Solarig has serviced roughly 4.5 GW of solar capacity around the world, and is now in the process of digitally overhauling its operations, with important ramifications for its customized O&M management platform. A key aspect of this shift is the optimization of data collection, integration, and management. It collates data from its monitoring software and uses it to continuously improve its predictive maintenance algorithms. It says such technologies are contributing to significant reductions in global O&M costs, and it says it is using AI to “squeeze” data it collects from a range of sources.
“We are also paying particular attention to the use of cutting-edge technologies in those areas with the highest impact on direct or indirect costs, such as labor intensive activities,” Sureda explains, noting that the company has long used thermographic camera-equipped drones to spot defects in arrays.
While companies such as Solarig have long used sensors to assess the impact of weather conditions on contractual performance requirements, Sureda argues that the challenge ahead is to further integrate such information with weather forecasting models to predict the output of PV plants. “AI applied to this analysis is crucial and will definitely help to improve plant operations in the near future by increasing the reliability of electricity generation models,” Sureda says.

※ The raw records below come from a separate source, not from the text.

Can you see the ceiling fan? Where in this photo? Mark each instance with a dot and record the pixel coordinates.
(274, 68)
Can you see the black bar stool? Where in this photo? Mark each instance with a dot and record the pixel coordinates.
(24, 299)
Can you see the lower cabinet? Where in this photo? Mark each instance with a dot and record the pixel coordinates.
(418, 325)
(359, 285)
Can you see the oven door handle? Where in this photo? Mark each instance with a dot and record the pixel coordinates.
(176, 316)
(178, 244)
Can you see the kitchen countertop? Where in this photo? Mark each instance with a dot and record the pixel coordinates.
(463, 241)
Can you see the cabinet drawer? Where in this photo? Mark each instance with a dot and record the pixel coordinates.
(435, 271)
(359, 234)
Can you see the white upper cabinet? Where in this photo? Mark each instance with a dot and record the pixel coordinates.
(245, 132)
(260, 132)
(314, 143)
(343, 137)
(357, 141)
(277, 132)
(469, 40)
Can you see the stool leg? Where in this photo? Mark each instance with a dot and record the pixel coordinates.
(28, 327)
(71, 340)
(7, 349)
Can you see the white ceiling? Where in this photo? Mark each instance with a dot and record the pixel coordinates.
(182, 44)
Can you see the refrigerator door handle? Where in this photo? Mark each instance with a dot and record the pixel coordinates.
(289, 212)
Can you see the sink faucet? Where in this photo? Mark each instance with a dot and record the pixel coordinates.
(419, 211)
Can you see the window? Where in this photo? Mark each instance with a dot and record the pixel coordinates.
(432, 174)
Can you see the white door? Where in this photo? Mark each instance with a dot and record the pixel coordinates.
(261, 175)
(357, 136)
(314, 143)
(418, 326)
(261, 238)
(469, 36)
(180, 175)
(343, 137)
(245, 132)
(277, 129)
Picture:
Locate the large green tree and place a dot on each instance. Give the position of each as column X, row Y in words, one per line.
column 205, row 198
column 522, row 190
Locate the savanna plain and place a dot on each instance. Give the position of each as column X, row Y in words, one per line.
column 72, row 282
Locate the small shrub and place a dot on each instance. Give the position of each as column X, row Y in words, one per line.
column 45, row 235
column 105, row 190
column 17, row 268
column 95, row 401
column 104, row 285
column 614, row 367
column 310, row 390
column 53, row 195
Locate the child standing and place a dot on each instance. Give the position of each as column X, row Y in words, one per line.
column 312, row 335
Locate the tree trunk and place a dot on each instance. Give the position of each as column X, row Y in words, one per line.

The growth of distributed generation PV and technological advancements in AI have fuelled the proliferation of smart devices and demand-management services in recent years, contributing to significant changes in the global power sector, IRENA says. But the organization believes that developers need to launch more pilot projects in the years ahead to fully grasp the potential of digital solutions.“The disruptive potential is only begin-ning to be understood,” IRENA concludes. “It is far from being fully exploited.”